Johannesburg - Wal-Mart's South African unit, Massmart, is losing ground expanding into fast-rising sub-Saharan economies after news that rival Shoprite plans to open 47 stores outside South Africa.

Massmart earlier reported a 10% fall in first-half profit, hurt by a weak market and slow expansion into other African countries.

Shares in Massmart, which are down about 20% this year, were down 2.9% to 150.17c on Thursday afternoon, underperforming a slightly higher JSE Top-40 index.

"We want to slightly shift our focus away from South Africa and put more resources into African growth," said chief executive Grant Pattison at the company's presentation of first-half results.

Massmart, 51% owned by the world's biggest retailer, said all but 10 to 15 stores to be opened over the next three years would be in South Africa.
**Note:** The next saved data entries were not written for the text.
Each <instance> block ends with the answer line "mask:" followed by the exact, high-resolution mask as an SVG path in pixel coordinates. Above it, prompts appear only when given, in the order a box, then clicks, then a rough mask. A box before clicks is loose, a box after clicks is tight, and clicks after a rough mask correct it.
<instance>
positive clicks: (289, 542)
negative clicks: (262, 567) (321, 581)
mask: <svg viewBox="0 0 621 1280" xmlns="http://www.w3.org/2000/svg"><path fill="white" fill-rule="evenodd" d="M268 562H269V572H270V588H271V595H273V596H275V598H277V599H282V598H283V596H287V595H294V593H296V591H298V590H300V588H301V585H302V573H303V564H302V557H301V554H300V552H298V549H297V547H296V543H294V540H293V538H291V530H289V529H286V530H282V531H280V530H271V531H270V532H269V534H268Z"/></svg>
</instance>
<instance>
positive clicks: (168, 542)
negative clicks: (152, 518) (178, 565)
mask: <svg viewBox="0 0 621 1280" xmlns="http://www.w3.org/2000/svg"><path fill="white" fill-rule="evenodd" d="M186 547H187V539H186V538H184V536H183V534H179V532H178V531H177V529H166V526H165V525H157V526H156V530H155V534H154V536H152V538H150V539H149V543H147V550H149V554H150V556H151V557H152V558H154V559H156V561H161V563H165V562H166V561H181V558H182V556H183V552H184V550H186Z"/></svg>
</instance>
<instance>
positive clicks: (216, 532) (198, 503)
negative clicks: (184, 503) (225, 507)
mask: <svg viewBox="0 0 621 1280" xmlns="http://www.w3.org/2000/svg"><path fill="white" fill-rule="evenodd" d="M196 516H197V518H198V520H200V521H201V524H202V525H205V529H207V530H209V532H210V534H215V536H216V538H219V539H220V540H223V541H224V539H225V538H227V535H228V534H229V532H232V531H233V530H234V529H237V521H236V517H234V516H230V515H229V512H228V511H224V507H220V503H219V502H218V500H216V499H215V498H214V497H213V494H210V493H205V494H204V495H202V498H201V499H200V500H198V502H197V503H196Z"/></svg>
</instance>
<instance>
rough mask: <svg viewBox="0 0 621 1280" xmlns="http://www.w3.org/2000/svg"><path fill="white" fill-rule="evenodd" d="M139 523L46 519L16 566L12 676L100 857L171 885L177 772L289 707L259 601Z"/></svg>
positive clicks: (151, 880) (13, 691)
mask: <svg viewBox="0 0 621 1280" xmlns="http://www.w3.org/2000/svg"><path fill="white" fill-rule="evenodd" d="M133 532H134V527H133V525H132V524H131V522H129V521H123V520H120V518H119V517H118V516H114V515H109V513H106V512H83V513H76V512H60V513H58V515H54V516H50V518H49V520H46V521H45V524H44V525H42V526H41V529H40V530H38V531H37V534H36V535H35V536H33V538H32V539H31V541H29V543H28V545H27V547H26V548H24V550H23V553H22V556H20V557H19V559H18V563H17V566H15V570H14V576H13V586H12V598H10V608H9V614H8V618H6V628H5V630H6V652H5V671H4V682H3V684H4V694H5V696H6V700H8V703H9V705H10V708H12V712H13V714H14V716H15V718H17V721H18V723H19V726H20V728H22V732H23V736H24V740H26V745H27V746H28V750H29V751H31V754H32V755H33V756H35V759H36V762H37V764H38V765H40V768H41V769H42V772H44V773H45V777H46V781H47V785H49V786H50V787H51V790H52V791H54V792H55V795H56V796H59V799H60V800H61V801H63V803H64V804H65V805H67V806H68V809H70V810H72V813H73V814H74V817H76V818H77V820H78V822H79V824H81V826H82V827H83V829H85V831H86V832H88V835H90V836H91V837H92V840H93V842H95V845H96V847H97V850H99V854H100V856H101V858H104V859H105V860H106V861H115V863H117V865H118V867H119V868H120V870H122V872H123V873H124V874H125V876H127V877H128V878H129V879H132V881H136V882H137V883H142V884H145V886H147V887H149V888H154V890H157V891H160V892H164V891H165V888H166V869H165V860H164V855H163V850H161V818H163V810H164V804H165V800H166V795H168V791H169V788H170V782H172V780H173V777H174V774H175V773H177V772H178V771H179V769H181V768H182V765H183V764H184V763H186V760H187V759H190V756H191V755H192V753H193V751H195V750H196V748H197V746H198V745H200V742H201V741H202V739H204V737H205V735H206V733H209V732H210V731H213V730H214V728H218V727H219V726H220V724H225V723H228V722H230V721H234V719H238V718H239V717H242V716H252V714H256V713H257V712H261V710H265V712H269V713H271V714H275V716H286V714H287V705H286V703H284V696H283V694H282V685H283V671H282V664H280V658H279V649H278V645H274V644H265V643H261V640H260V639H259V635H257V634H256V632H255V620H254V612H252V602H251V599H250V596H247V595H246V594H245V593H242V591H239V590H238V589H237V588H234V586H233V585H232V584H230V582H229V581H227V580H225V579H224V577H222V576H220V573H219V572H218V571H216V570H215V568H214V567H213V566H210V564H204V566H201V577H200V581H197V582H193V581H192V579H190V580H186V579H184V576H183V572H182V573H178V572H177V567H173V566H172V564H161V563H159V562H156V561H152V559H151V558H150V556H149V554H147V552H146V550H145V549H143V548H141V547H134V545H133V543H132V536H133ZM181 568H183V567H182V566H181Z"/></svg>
Analysts said Massmart's expansion could be quicker if key markets such as Nigeria had modern shopping infrastructure for its flagship Game stores.

"If Massmart considers smaller, stand-alone stores they would probably expand faster," said Patrick Ntshalintshali, a portfolio manager at Vunani Fund Managers.

Massmart operates 29 stores in 11 African countries outside South Africa which contribute about 8% to its total sales.

Foreign outlets

Rival Shoprite, by contrast, runs 153 supermarkets and could double that number in three to four years, chief executive Whitey Basson said this week.

Massmart could also boost presence on the continent with acquisitions, but Pattison said there were few retailers that would fit into its stable.

He declined to comment on news that Massmart was looking to take a controlling stake in Kenyan supermarket chain Naivas, a deal which could double its foreign outlets.

Massmart, which sells everything from groceries to televisions, said headline earnings per share fell 9.9% to 181c in the first six months of the year.

Headline EPS, South Africa's primary profit gauge, excludes certain one-off items.

Massmart said favourable currency swings added R134m to the bottom line, causing headline EPS to increase by 52%.

Sales increased 8.9% to R32.4bn and the company maintained its dividend payout at 146c per share.

"There's little on the macro-economic horizon that suggests any improvement," said Massmart.

"We believe the remainder of the year will continue to see sales under pressure."

South African retail sales grew by a smaller-than-expected 1.9% in June, government statistics showed last week.